Ya think?
Great googly moogly are some folks dense.
http://www.newscientist.com/blogs/shortsharpscience/2010/02/killer-whale-name.htmlOf all the explanations put forward in the wake of the death of a trainer at SeaWorld in Orlando, Florida, perhaps the most bizarre is that the killer whale was enacting a mating behaviour.
"He was used a lot [by SeaWorld] for mating, and could have even been enacting a mating behavior during the incident," said Nancy Black, who runs California's Monterey Bay Whale Watch. Black also told Discovery News that the orca, Tilikum, could have "lashed out" from stress or boredom.
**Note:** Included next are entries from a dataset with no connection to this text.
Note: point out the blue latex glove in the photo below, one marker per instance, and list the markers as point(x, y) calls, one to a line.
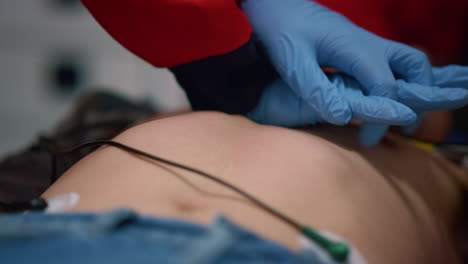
point(421, 99)
point(280, 106)
point(301, 36)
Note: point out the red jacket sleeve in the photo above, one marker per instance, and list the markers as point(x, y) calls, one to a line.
point(168, 33)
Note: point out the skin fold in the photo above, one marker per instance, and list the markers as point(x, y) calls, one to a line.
point(394, 202)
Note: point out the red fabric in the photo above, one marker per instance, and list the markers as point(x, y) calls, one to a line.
point(436, 26)
point(168, 33)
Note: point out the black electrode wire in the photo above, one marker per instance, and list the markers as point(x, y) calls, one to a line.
point(243, 193)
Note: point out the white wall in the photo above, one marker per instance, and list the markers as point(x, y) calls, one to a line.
point(34, 34)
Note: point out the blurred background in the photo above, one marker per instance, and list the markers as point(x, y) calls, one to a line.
point(51, 52)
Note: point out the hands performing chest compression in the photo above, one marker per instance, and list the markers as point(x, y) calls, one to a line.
point(380, 82)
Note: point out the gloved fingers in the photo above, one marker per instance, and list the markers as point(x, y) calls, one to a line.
point(451, 76)
point(372, 109)
point(411, 64)
point(314, 87)
point(381, 110)
point(280, 106)
point(431, 98)
point(374, 75)
point(371, 134)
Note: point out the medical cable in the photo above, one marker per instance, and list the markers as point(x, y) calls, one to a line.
point(338, 251)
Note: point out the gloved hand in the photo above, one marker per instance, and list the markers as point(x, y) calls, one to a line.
point(301, 36)
point(280, 106)
point(421, 99)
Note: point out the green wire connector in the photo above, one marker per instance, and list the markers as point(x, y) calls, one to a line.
point(338, 251)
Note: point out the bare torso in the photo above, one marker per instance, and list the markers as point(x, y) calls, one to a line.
point(395, 203)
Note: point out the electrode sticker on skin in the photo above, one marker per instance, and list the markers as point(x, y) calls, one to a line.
point(355, 257)
point(62, 202)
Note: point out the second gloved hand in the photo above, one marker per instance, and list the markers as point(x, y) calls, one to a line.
point(425, 98)
point(280, 106)
point(301, 36)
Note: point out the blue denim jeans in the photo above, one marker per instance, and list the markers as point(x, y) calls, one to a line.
point(122, 236)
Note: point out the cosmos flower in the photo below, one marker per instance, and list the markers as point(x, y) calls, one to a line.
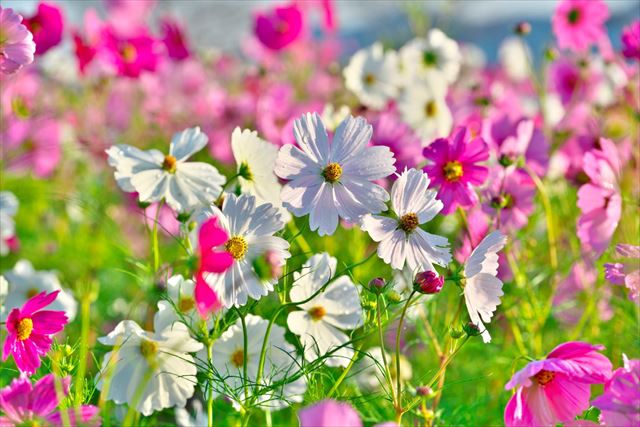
point(184, 186)
point(373, 76)
point(323, 318)
point(455, 170)
point(401, 238)
point(29, 331)
point(149, 371)
point(24, 403)
point(16, 42)
point(328, 180)
point(251, 227)
point(556, 389)
point(577, 24)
Isn't it strange that the killer whale is being characterised as aggressive? Killer whales are top predators. You wouldn't be surprised if a tiger lashed out at someone. Is it because we are so fond of cetaceans and their intelligence that we forget what they are? Or are we embarrassed at keeping them captive and so make excuses for them?
In the British newspaper The Times, a marine mammal biologist, Naomi Rose of the Humane Society of the United States, is reported as saying that the orca's "lack of concern about killing humans could be because Tilikum was unused to having a human being in the water with him".
Rose goes on to say:
"Orca are certainly capable of aggression, as whales at SeaWorld and other parks have shown with plenty of attacks."
They wouldn't be very good predators if they weren't capable of aggression. But Rose here is referring to two previous attacks involving Tilikum. He was blamed for killing a trainer in 1991 at Sealand of the Pacific near Victoria, British Columbia, Canada, and was also involved in the death of a man in 1999.
Steve Huxter, who was head of Sealand's animal care and training department in 1991, was reported in the UK's The Guardian as saying he was "surprised" the orca had killed again. He said Tilikum was a well-behaved, balanced animal.
And the excuses for Tilikum continue. Back at Discovery News, Richard Ellis, a marine conservationist at the American Museum of Natural History, says that the whale "was not trying to eat the trainer", but believes his actions were "premeditated" and intentional. (It reminds me that dolphins have been suspected of carrying out "serial" attacks on other cetaceans.)
"[Tilikum] decided to do this as opposed to keep swimming around in circles," Ellis said. He would not speculate, though, on what the whale actually intended.
Do we really need to explain why a top predator would attack a potential prey item? Sure, orcas don't attack humans much, even in the wild. But this, says Matt Walker at the BBC, is probably because they live in cold water and don't overlap with humans much.
Last week we heard Lori Marino, a biologist at Emory University in Atlanta, Georgia, tell the American Association for the Advancement of Science conference that captive cetaceans are suffering psychological problems:
"Dolphins are sophisticated, self-aware, highly intelligent beings with individual personalities, autonomy and an inner life. They are vulnerable to tremendous suffering and psychological trauma," Marino said in a press release.
We're in a bit of a bind. If we want to keep orca in tiny pools, we might have to expect them to attack us from time to time. If we release Tilikum and long-term captive orca, like we did with Willy of Free Willy fame, we might be condemning them to loneliness and an early death.
So we'll probably continue to keep them in captivity. As the New York Times reports, "that's a big money-making animal."